Algorithms and surprises

The other day, there was a question on StackOverflow that basically boiled down to, "Why is my O(n*n) algorithm running so slow?" What the individual was trying to do was find all of the elements in one array that exist in another array. It didn't take long for someone to post that the person should sort the lists and iterate over them once, but that got me thinking. Would it be faster to do a linear traversal, or would doing a binary search back and forth between the two lists be faster? It seems like it should be, since it's O(log(n)) to find the next term, instead of a potential O(n), but I wanted to make sure. The answer was surprising, to say the least. The O(n*n) algorithm was by far the slowest, but the fastest turned out to be the linear traversal.

Cumulative times (in ms) for 100 iterations of each of the approaches were (for input arrays of size 1,000, 2,000, 4,000, 8,000, 16,000, 32,000 & 64,000 elements respectively):

O(n*n): [52, 174, 727, 2698, 10648, 42516, 171441]

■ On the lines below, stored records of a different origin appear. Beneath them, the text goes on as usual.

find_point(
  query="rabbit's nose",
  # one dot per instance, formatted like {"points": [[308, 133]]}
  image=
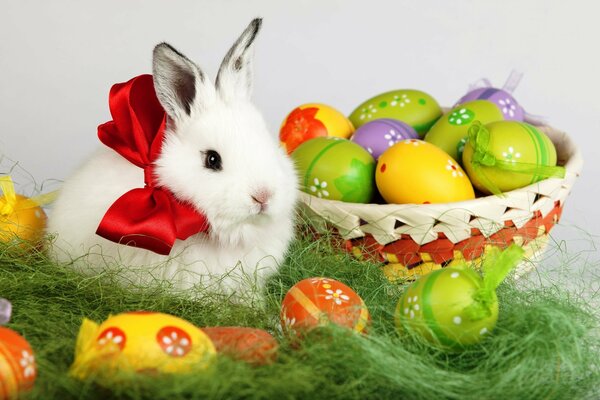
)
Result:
{"points": [[262, 198]]}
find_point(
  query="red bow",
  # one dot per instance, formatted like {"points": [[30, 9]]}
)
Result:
{"points": [[150, 217]]}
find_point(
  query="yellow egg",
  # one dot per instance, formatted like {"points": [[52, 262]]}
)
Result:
{"points": [[144, 342], [414, 171], [21, 219], [313, 120]]}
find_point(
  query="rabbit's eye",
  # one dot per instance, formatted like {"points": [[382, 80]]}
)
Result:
{"points": [[212, 160]]}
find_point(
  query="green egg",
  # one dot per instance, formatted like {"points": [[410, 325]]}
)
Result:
{"points": [[516, 145], [436, 307], [414, 107], [449, 130], [335, 169]]}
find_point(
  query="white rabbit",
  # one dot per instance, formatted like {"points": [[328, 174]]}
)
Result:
{"points": [[247, 190]]}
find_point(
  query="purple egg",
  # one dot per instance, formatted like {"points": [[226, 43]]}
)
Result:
{"points": [[503, 99], [377, 135]]}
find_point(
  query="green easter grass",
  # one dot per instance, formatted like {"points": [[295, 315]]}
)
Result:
{"points": [[546, 344]]}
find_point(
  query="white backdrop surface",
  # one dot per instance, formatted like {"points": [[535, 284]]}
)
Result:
{"points": [[58, 60]]}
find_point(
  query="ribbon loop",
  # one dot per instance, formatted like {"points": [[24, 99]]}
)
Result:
{"points": [[151, 217]]}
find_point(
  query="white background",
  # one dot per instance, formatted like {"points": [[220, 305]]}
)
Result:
{"points": [[58, 60]]}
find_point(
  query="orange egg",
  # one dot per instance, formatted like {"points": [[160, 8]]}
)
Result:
{"points": [[251, 345], [316, 302], [21, 219], [17, 364], [312, 120], [414, 171], [140, 342]]}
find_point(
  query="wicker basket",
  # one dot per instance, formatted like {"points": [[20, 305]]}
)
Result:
{"points": [[415, 239]]}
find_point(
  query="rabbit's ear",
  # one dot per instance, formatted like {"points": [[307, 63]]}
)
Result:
{"points": [[179, 83], [234, 80]]}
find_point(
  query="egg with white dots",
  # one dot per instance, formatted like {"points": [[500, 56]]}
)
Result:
{"points": [[436, 307], [379, 135]]}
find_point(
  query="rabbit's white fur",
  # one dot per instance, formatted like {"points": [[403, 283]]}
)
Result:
{"points": [[244, 243]]}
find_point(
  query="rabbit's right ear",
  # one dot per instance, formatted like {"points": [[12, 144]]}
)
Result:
{"points": [[180, 85]]}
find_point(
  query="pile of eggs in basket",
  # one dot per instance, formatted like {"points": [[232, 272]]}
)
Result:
{"points": [[402, 146]]}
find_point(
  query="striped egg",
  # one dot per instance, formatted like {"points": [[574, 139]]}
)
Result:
{"points": [[313, 120], [414, 107], [436, 308], [517, 143], [335, 169], [316, 302], [511, 110], [453, 127], [17, 364], [378, 135]]}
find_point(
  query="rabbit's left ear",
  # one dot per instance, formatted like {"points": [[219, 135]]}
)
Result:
{"points": [[234, 80]]}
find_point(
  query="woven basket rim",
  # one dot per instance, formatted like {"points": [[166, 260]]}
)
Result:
{"points": [[568, 155]]}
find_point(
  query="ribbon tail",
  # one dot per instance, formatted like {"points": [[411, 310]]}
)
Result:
{"points": [[496, 267], [7, 187]]}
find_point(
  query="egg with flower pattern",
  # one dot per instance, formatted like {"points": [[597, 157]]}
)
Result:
{"points": [[515, 154], [452, 128], [146, 342], [17, 364], [414, 107], [505, 101], [378, 135], [315, 302], [436, 307], [414, 171], [313, 120], [335, 169]]}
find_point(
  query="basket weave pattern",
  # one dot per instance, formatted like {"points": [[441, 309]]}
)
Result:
{"points": [[415, 239]]}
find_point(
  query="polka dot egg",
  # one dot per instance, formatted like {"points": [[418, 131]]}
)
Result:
{"points": [[316, 302], [378, 135], [146, 342], [414, 171], [17, 364], [449, 132], [512, 146], [313, 120], [511, 110], [414, 107], [437, 308], [335, 169]]}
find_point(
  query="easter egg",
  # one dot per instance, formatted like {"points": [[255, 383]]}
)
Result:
{"points": [[517, 149], [335, 169], [315, 302], [377, 135], [21, 219], [511, 110], [436, 306], [414, 171], [310, 121], [17, 364], [254, 346], [144, 342], [453, 127], [416, 108]]}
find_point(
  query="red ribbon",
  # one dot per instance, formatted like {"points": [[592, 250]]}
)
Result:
{"points": [[151, 217]]}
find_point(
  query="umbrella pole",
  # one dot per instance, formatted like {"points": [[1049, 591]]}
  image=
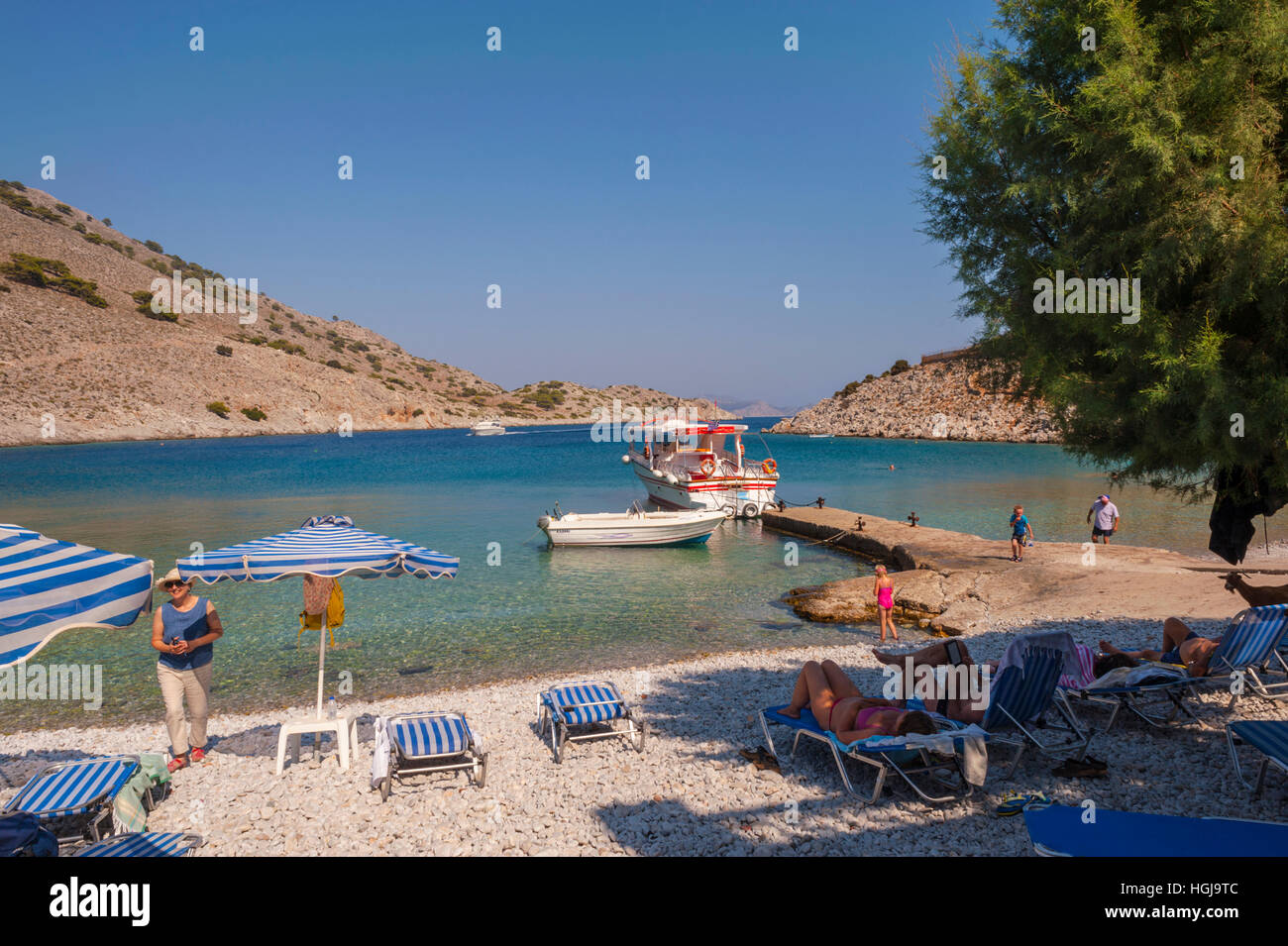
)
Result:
{"points": [[321, 663]]}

Linear: [43, 36, 74, 161, 332, 718, 1484]

Binary Search: [28, 41, 87, 182, 385, 825, 1727]

Actually looking at the data (all arrays populated by a call to Random.nextInt) revealed the answer. None of the binary searches were allowing the index for either array to jump by more than 2 or 3 entries at a time, meanwhile the linear approach wasn't examining more than 2 or 3 entries before finding the value (or a higher value to force a switch to the other list). The element being sought being so near the lower-end of the array made the binary search evaluate many more elements than the linear search.

The take-home from this test is that it's important to test your assumptions when it comes to performance. Intuitively, an algorithm with an expected runtime log(n)*log(n) should be much faster than one with an expected runtime of 2n, but actual data distribution may make it not so.